Alt sein heißt nicht, dem Verfall hilflos zuzusehen. Ein neues Buch zeigt, wie Menschen selbstbestimmt und zufrieden leben können. Was das mit Mick Jagger zu tun hat – und warum Pflege keine Einbahnstraße sein muss.
Zwei Männer spielen Boule.
Datum:
7. Okt. 2025
Von:
Christiane Laudage

Das Alter ist eine Zumutung – geprägt von Schwäche, Krankheit, Verfall.

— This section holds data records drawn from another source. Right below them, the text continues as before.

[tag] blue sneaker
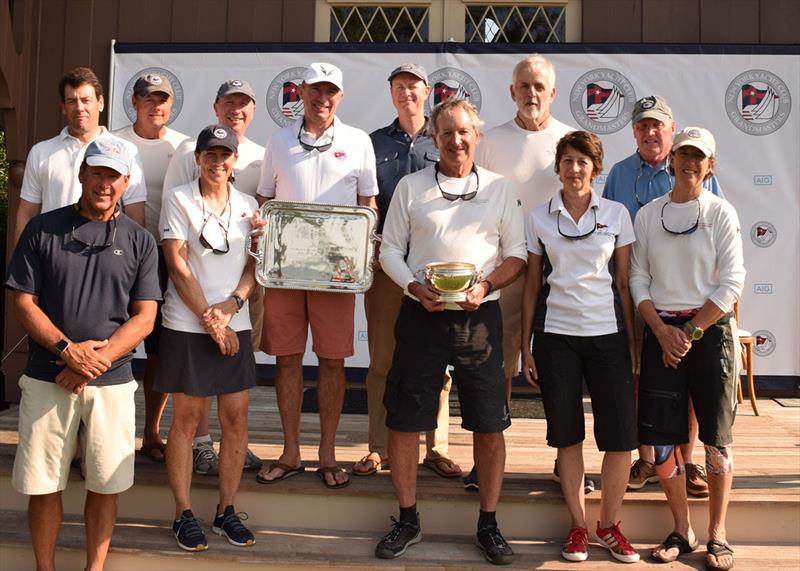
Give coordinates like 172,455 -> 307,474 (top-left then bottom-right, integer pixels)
173,509 -> 208,552
212,505 -> 255,547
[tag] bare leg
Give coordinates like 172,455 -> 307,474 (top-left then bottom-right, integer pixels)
142,354 -> 168,451
706,450 -> 734,569
682,401 -> 699,463
317,357 -> 347,485
474,432 -> 505,512
638,445 -> 655,463
598,451 -> 631,526
557,443 -> 586,528
258,354 -> 304,481
84,491 -> 118,571
193,397 -> 213,440
166,393 -> 205,518
652,474 -> 695,560
28,492 -> 61,571
389,430 -> 420,507
217,390 -> 249,509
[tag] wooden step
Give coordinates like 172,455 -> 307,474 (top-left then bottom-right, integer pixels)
1,509 -> 799,571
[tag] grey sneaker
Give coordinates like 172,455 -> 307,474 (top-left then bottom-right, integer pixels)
375,516 -> 422,559
476,526 -> 514,565
193,441 -> 219,476
243,448 -> 263,471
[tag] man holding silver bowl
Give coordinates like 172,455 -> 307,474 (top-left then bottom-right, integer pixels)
376,98 -> 527,565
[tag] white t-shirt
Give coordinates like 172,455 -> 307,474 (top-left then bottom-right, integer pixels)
159,180 -> 258,334
20,127 -> 147,213
475,118 -> 575,215
114,125 -> 190,238
526,190 -> 635,336
630,191 -> 745,313
380,165 -> 527,308
257,117 -> 378,204
163,136 -> 265,197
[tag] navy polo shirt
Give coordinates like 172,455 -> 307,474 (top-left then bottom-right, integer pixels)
369,118 -> 439,233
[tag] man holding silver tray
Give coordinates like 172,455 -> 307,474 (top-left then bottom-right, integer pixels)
376,98 -> 526,565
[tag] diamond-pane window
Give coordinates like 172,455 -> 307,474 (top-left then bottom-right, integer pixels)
331,5 -> 429,42
465,4 -> 566,43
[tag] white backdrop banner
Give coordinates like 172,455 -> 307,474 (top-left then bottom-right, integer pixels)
111,44 -> 799,380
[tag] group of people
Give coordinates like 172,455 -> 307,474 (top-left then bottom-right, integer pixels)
6,54 -> 743,571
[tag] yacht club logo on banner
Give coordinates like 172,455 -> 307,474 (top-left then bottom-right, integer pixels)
750,221 -> 777,248
425,68 -> 483,114
122,67 -> 184,125
569,69 -> 636,134
752,329 -> 777,357
266,67 -> 308,127
725,69 -> 791,135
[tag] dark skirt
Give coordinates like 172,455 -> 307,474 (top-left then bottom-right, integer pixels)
155,328 -> 256,397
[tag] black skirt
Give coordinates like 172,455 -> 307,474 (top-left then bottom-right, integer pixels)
155,328 -> 256,397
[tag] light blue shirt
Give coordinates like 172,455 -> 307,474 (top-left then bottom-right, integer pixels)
603,151 -> 724,221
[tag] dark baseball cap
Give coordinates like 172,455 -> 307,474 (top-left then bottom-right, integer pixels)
133,73 -> 174,98
632,95 -> 673,124
388,63 -> 428,86
195,124 -> 239,153
216,79 -> 256,102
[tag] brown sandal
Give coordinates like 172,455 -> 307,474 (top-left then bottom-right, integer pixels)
256,462 -> 305,484
353,454 -> 388,476
316,466 -> 350,489
422,456 -> 463,478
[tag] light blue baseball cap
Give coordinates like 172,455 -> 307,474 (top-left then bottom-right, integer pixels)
84,136 -> 133,175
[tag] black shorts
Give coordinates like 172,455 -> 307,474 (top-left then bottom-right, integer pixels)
532,331 -> 637,452
384,298 -> 510,434
638,314 -> 737,447
143,246 -> 169,354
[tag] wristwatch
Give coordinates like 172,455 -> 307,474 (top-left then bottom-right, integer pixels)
682,321 -> 704,341
54,338 -> 70,355
231,294 -> 245,312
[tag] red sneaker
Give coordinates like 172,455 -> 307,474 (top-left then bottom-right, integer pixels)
595,521 -> 640,563
561,526 -> 588,562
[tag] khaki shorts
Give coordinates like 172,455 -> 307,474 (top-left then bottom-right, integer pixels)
498,275 -> 525,379
12,375 -> 137,495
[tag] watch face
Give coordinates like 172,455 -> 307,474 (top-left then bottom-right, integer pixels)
55,339 -> 69,353
692,329 -> 704,341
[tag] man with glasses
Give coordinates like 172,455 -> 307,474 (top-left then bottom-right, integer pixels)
163,79 -> 265,476
6,137 -> 160,571
603,95 -> 723,497
352,64 -> 459,480
255,62 -> 378,489
375,98 -> 525,564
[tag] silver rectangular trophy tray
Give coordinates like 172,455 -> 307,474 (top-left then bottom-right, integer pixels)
248,201 -> 377,293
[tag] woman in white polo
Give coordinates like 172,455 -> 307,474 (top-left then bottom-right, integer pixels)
521,131 -> 639,564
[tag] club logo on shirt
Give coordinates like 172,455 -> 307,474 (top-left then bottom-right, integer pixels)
334,150 -> 347,160
425,68 -> 483,114
122,67 -> 184,125
725,70 -> 791,136
752,329 -> 776,357
113,249 -> 123,256
266,67 -> 308,127
569,69 -> 636,134
750,221 -> 777,248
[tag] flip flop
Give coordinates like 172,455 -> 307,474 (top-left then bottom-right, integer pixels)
422,456 -> 463,478
352,454 -> 388,476
256,462 -> 305,484
705,540 -> 735,570
140,442 -> 167,463
316,466 -> 350,489
651,532 -> 699,563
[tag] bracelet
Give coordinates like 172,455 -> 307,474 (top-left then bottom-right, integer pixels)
481,279 -> 495,296
231,294 -> 245,311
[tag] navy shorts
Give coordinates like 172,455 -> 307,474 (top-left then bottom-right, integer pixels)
143,246 -> 168,355
384,298 -> 510,434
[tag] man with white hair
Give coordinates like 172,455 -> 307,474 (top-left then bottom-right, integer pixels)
256,62 -> 378,489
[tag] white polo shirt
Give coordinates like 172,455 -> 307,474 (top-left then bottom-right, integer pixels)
380,165 -> 527,308
475,118 -> 574,215
257,117 -> 378,204
159,180 -> 257,334
20,127 -> 147,213
526,189 -> 635,336
114,125 -> 190,238
162,136 -> 265,197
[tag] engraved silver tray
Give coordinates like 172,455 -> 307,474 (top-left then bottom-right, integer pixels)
247,201 -> 377,293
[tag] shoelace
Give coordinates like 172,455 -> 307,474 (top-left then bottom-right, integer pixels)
220,511 -> 250,534
385,516 -> 416,542
565,527 -> 588,550
632,459 -> 653,478
176,515 -> 205,540
195,445 -> 217,462
480,527 -> 508,550
600,522 -> 634,552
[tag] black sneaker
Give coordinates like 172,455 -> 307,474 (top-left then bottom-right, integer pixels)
212,505 -> 255,547
463,466 -> 479,491
552,460 -> 595,494
375,516 -> 422,559
476,526 -> 514,565
173,509 -> 208,552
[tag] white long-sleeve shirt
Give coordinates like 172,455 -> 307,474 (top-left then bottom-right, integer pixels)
630,191 -> 745,313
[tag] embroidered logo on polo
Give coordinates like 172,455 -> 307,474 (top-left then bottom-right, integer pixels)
334,150 -> 347,160
569,69 -> 636,134
752,329 -> 776,357
750,221 -> 777,248
266,67 -> 308,127
725,70 -> 791,135
122,67 -> 184,125
425,68 -> 483,114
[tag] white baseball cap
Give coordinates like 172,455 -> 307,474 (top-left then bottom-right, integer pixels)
672,126 -> 716,157
303,62 -> 344,91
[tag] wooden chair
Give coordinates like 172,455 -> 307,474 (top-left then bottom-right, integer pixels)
734,301 -> 759,415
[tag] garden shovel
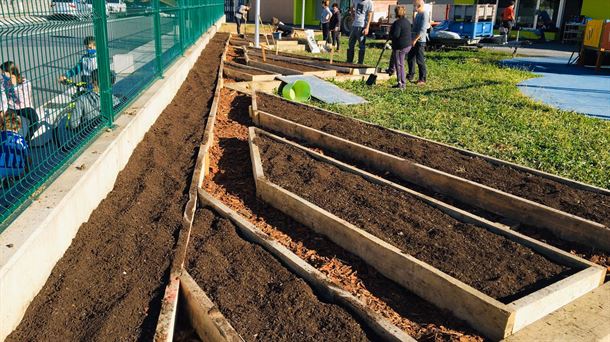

Alte Menschen gelten mitunter als Last. Dabei ist das größte Problem nicht das Altern an sich, sondern vielmehr, wie jeder einzelne und die Gesellschaft darüber denken. Das sagen Petra Thees und Lutz Karnauchow – und mit ihrem Buch „Alt, fit, selbstbestimmt“ wollen sie eine neue Sicht auf das Alter vorstellen.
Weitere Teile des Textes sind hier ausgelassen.